In other words, while many have (or had) a retirement plan, they don’t seem to have a plan for retirement. 

On the other hand, workers reporting that they or their spouse have a DC, DB or IRA plan are twice as likely as those who do not have such a plan (60% vs. 23%) to have tried to do a calculation to estimate what they will need to finance retirement. And despite higher savings goals, workers who have done a retirement savings needs calculation are more likely to feel very confident about affording a comfortable retirement (33% vs. 12% who have not done a calculation).
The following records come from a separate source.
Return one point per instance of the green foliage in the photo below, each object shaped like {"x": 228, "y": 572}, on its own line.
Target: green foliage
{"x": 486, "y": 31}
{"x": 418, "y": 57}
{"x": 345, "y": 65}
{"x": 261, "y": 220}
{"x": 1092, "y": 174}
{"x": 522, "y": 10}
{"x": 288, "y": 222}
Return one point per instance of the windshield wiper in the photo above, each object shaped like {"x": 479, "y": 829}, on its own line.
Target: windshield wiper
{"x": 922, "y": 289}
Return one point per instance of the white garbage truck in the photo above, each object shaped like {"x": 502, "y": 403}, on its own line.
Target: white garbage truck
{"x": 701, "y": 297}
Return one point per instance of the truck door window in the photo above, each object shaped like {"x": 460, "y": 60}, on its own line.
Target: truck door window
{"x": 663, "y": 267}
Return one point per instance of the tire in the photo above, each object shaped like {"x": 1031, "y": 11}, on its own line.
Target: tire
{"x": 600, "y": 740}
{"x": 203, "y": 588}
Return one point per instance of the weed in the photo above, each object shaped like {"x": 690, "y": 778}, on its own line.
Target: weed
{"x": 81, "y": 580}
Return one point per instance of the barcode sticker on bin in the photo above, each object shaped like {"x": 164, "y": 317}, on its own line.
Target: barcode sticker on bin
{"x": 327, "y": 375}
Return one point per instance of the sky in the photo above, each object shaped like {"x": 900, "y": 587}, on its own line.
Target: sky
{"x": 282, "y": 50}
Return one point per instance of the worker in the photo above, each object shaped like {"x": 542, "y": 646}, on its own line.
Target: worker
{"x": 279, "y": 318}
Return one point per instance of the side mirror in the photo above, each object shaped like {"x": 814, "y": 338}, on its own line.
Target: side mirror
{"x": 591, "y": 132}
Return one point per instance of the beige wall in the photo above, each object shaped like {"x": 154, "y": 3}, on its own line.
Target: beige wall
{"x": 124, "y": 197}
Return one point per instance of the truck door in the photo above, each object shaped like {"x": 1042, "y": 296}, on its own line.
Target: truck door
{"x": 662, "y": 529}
Moreover, worker households with a retirement plan are more likely than those without such plans to report having saved for retirement (90% vs. 20%).

That said, after a quarter century reading and studying the RCS, several things are clear:

Those who have made the effort2 — even a feeble one — to figure out how much they need in retirement are more confident, and likely better off in the long run, since they tend to set higher savings goals.

Those who work with an advisor are more confident, and likely better off in the long run, since they also tend to set more realistic (i.e., higher) savings goals. 

And perhaps most importantly, those who have access to a retirement plan are not only more confident, they are probably better off, since they tend to have actual sources of income on which to draw in retirement. 

But ultimately, while having a retirement plan may provide some quantifiable increase in confidence about retirement, it’s having a plan for retirement — and acting on it — that grounds that confidence in reality.



1. While much will likely be made of the relatively low/modest savings amounts reported by RCS respondents, without knowing individual factors like age or income, it’s impossible to discern whether those amounts are woefully inadequate, or reasonable. 

2. Those plans for retirement need to be reconsidered on a regular basis, since many are forced (or choose) to leave the workforce earlier than planned.